Last night, Brenda Adams, executive director for Columbia County Habitat for Humanity, and Georgene Gardner, from Habitat's site selection committee, came to the Common Council meeting to request land for their next project. They have their eye on "Diamond Park" in the 200 block of Columbia Street, part of which is owned by the City of Hudson, the other part by Hudson Community Development and Planning Agency (HCDPA).
There they plan to build three houses similar to the ones just being completed at 444 and 446 Columbia Street--houses that Adams referred to as "Federal style." This is a new housing model for Habitat, developed to create houses that were more compatible with the architecture of Hudson than the single-story houses that Habitat typically builds and those they built on Mill Street in Hudson.
Adams said Habitat was anxious to continue its partnership with Hudson, saying we "love building in Hudson," and Common Council President Don Moore seemed equally happy about entertaining their request until it was revealed that Habitat needed a commitment from the City of Hudson by the end of the month. It seems that Omni Housing Development is interested in the same land for building replacement units for Bliss Towers, and since Omni is not pursuing a "tax credit option," their deadline for identifying the properties they want isn't until summer. Although Moore seemed uncertain about how to deal with two requests for the same property, Mayor Scalera was clear in his preference for giving the lots to Habitat, suggesting that there might be people in Bliss Towers who would qualify for a Habitat house, thus reducing the number of replacement units needed.
If the lots go to Habitat for Humanity, the City must donate the land, but the houses will be sold to qualified home buyers who will pay property taxes. If the lots are used as part of the Bliss Towers replacement, Omni would purchase the land from the City but the buildings constructed on the lots would be tax exempt.
Columbia County Habitat for Humanity has so far built or rehabbed twelve houses in Columbia County, and, if I'm not mistaken, nine of them are in Hudson. Habitat is mandated to build where there is water and sewer, and in Columbia County that mandate limits the possibilities. Also, they need the land to be donated, and Mayor Scalera and the Common Council have been happy to turn over City-owned vacant lots to the organization.
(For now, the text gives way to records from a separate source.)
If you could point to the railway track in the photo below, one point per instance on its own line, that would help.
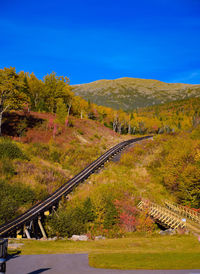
(37, 210)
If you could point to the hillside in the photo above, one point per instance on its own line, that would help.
(36, 159)
(130, 93)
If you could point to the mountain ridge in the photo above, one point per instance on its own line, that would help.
(130, 93)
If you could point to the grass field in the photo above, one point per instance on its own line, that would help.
(133, 252)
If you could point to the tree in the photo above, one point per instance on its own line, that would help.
(35, 91)
(57, 87)
(11, 94)
(61, 111)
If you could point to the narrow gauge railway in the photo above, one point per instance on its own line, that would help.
(38, 209)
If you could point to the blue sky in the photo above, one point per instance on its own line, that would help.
(90, 40)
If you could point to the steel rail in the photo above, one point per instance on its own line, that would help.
(53, 198)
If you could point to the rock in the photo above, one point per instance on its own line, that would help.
(97, 238)
(79, 238)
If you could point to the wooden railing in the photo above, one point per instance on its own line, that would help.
(162, 214)
(184, 211)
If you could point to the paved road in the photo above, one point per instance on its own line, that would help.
(70, 264)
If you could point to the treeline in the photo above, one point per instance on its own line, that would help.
(54, 94)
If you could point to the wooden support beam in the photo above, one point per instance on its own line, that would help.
(41, 228)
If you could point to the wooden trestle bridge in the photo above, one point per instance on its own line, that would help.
(173, 216)
(30, 222)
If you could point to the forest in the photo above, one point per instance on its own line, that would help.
(59, 133)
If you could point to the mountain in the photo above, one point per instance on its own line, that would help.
(130, 93)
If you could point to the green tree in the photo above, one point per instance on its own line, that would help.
(11, 95)
(57, 87)
(61, 111)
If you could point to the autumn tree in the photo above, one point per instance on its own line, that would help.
(11, 92)
(57, 87)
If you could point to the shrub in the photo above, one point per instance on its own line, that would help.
(12, 197)
(10, 150)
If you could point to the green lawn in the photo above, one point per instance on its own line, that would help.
(134, 252)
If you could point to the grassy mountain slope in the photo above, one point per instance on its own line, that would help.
(130, 93)
(35, 160)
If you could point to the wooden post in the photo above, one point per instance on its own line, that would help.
(27, 232)
(41, 228)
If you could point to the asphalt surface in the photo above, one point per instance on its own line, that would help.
(70, 264)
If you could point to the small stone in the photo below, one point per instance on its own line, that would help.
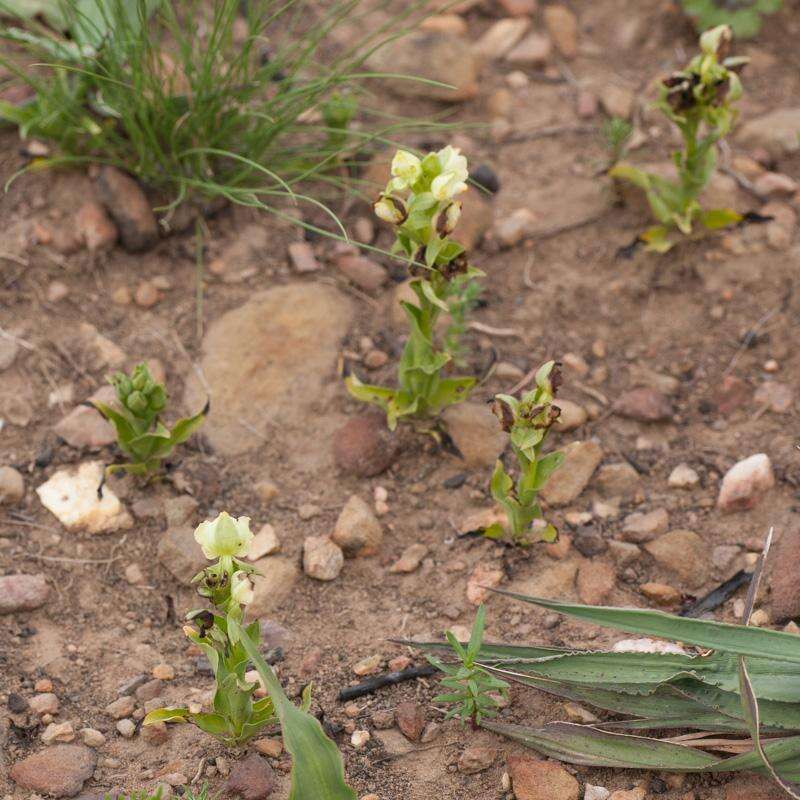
(568, 481)
(12, 486)
(618, 480)
(58, 732)
(745, 483)
(357, 529)
(45, 703)
(617, 101)
(476, 433)
(562, 26)
(146, 295)
(363, 272)
(369, 665)
(482, 576)
(71, 495)
(534, 50)
(364, 447)
(643, 404)
(251, 778)
(121, 707)
(644, 526)
(533, 779)
(126, 728)
(684, 553)
(59, 771)
(322, 559)
(572, 415)
(164, 672)
(777, 397)
(476, 759)
(410, 718)
(661, 593)
(95, 228)
(410, 559)
(92, 738)
(129, 208)
(683, 477)
(595, 582)
(22, 593)
(269, 747)
(303, 258)
(500, 38)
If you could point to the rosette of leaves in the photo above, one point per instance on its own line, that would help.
(527, 421)
(419, 202)
(141, 435)
(699, 100)
(743, 16)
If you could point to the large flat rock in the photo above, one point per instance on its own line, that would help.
(267, 363)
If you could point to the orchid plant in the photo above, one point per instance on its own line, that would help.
(141, 435)
(700, 101)
(231, 644)
(420, 202)
(527, 421)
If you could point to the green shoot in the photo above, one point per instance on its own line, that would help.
(527, 421)
(141, 435)
(743, 16)
(699, 100)
(419, 202)
(473, 690)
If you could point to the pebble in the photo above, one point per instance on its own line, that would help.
(643, 404)
(252, 778)
(683, 477)
(500, 38)
(323, 559)
(410, 719)
(303, 258)
(410, 559)
(644, 526)
(71, 496)
(126, 728)
(264, 543)
(745, 483)
(12, 486)
(129, 208)
(364, 447)
(476, 758)
(533, 779)
(22, 593)
(476, 433)
(59, 771)
(357, 531)
(565, 485)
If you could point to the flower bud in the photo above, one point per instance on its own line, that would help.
(224, 536)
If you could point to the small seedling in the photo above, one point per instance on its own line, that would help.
(230, 646)
(699, 100)
(473, 690)
(419, 201)
(141, 435)
(743, 16)
(527, 421)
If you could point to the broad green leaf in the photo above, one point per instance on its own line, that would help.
(317, 769)
(735, 639)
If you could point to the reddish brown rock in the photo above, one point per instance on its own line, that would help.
(364, 446)
(59, 771)
(644, 405)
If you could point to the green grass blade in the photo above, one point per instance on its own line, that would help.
(736, 639)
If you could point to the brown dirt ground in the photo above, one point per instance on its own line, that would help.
(98, 630)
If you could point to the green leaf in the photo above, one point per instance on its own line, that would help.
(735, 639)
(317, 769)
(717, 218)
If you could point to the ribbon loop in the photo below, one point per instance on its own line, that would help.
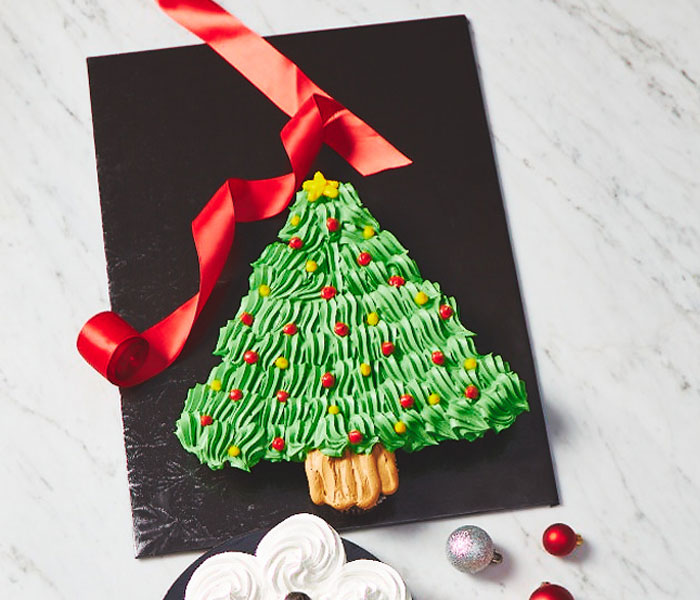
(112, 346)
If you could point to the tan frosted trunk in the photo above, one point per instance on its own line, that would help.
(352, 479)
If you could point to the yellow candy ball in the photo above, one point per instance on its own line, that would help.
(421, 298)
(470, 363)
(400, 427)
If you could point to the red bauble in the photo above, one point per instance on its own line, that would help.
(446, 311)
(328, 292)
(559, 539)
(551, 591)
(471, 392)
(327, 380)
(251, 357)
(354, 436)
(407, 401)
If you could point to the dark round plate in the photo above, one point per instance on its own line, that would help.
(246, 543)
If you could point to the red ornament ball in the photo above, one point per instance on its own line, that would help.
(290, 329)
(387, 348)
(471, 392)
(438, 357)
(551, 591)
(341, 329)
(559, 539)
(251, 357)
(446, 311)
(328, 292)
(354, 436)
(407, 401)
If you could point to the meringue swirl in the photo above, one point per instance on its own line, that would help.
(301, 554)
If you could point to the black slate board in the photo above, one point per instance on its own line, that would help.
(247, 543)
(170, 125)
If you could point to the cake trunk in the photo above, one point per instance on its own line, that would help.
(352, 479)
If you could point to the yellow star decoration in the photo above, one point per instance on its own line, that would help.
(320, 186)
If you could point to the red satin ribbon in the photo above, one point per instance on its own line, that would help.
(112, 346)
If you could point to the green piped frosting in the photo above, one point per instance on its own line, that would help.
(368, 404)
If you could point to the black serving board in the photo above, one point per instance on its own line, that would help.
(171, 125)
(247, 543)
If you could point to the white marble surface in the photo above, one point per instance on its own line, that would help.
(595, 109)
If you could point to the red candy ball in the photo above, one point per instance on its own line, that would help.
(551, 591)
(251, 357)
(341, 329)
(446, 311)
(354, 436)
(407, 401)
(387, 348)
(472, 392)
(559, 539)
(328, 292)
(327, 380)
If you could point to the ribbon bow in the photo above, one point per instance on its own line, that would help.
(112, 346)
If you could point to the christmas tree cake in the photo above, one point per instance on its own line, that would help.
(341, 354)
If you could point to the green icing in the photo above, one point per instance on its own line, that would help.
(368, 404)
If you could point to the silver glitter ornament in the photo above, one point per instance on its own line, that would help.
(470, 549)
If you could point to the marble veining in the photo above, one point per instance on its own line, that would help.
(594, 109)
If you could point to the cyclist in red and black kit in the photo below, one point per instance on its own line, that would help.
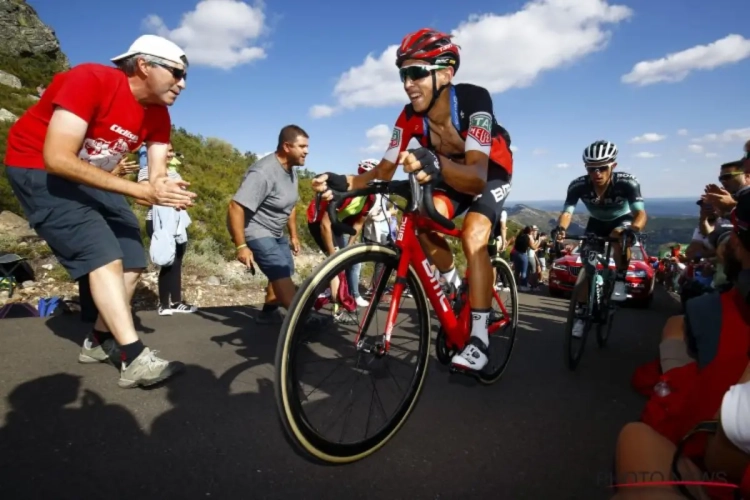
(464, 151)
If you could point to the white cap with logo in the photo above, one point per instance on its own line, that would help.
(155, 46)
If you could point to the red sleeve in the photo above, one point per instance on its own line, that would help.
(158, 125)
(79, 93)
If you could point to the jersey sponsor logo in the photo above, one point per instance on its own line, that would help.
(127, 133)
(104, 154)
(501, 192)
(480, 125)
(395, 138)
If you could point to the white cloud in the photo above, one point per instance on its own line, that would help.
(218, 33)
(321, 111)
(677, 66)
(545, 35)
(729, 135)
(648, 137)
(378, 137)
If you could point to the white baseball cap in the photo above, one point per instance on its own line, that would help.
(155, 46)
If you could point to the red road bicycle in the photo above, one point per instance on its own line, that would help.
(377, 355)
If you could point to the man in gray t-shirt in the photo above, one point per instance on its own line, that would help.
(268, 194)
(262, 206)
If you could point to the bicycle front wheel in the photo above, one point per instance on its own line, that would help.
(356, 355)
(574, 346)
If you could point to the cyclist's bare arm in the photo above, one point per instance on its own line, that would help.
(470, 178)
(639, 220)
(65, 137)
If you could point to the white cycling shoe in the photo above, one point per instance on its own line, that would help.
(473, 357)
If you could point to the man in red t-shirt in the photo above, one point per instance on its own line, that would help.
(59, 160)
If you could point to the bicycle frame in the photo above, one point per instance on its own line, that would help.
(457, 329)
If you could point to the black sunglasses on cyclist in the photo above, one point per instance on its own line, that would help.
(726, 177)
(177, 73)
(416, 72)
(598, 169)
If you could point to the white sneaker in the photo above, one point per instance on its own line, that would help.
(473, 356)
(578, 328)
(361, 302)
(619, 293)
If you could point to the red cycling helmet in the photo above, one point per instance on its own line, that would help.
(431, 46)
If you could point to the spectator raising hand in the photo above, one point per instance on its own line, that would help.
(126, 167)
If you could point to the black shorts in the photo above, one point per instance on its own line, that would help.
(604, 228)
(490, 203)
(85, 227)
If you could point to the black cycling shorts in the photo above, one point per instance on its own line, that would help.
(604, 228)
(490, 203)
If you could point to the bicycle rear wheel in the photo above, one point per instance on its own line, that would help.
(574, 346)
(503, 335)
(295, 343)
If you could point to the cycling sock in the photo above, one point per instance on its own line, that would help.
(479, 320)
(268, 308)
(100, 336)
(131, 351)
(451, 276)
(673, 353)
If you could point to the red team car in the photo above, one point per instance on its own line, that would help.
(640, 277)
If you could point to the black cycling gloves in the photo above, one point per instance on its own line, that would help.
(337, 182)
(429, 161)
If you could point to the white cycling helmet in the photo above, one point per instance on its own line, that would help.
(367, 165)
(600, 152)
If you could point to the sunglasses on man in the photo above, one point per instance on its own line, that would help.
(178, 73)
(417, 72)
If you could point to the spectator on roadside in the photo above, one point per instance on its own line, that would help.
(702, 374)
(261, 207)
(89, 312)
(733, 178)
(170, 276)
(59, 160)
(520, 257)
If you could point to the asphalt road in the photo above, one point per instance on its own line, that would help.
(68, 430)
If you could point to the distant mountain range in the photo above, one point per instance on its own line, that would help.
(670, 220)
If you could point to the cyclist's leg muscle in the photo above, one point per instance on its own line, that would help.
(480, 221)
(435, 245)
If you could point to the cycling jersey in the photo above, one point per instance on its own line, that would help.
(472, 116)
(474, 120)
(623, 195)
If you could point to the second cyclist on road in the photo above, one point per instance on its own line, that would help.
(616, 208)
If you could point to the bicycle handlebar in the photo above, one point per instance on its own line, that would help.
(417, 195)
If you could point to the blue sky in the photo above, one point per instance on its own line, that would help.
(555, 68)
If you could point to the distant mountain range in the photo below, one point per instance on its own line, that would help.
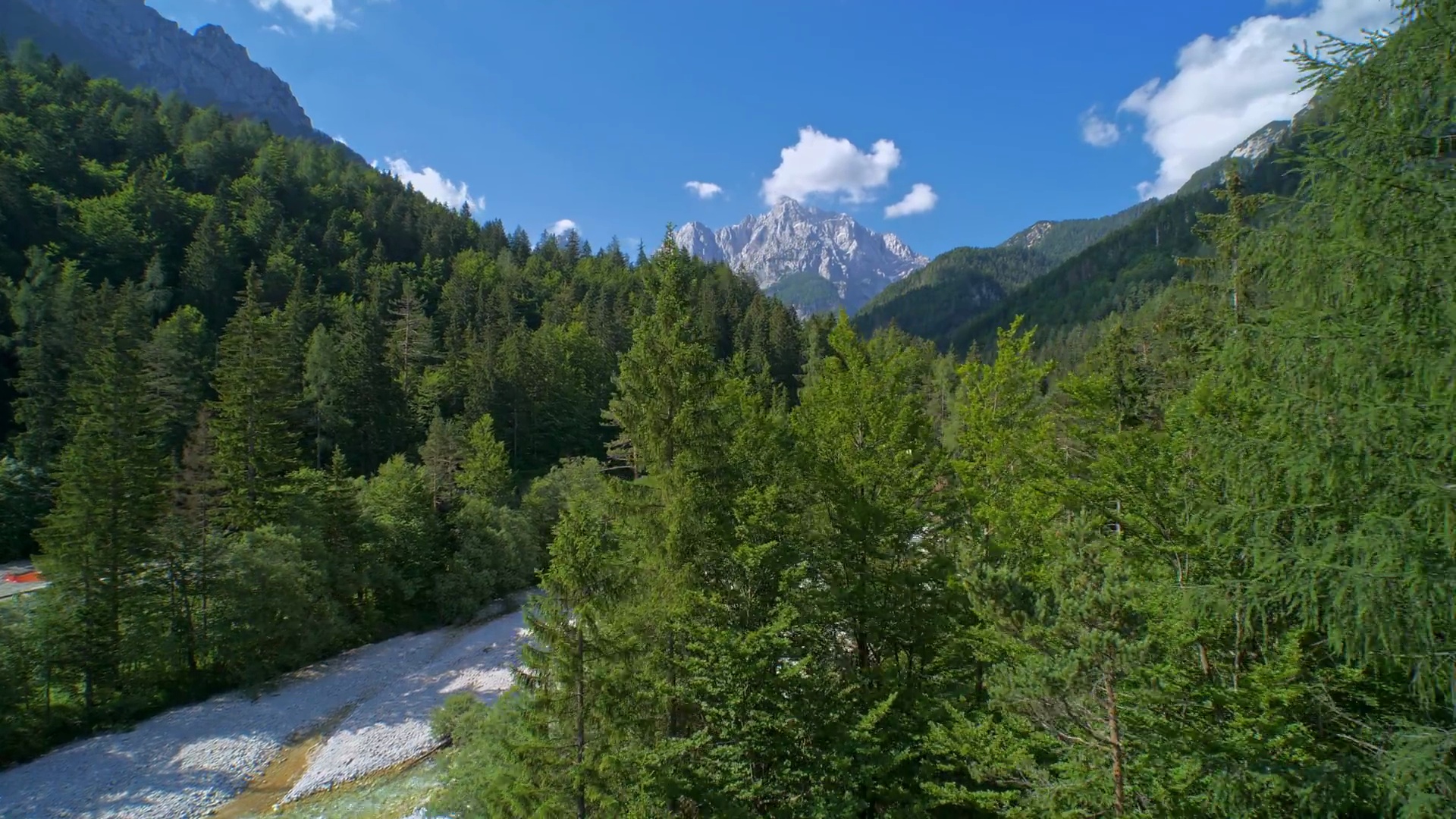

Adams mentioned two land donations in other parts of the county, neither of which worked out: one because of environmental issues; the other title issues.
The lots on Columbia Street may also have title issues. In 2003, the City of Hudson deeded the property to the Power and Restoration Church, which wanted to build a church building there. A condition of the gift was that construction had to begin within two years. If it didn't, the property would revert back to the City. City Attorney Jack Connor advised Adams to check with their title company to make certain that the lots could get title insurance because of the "reverter."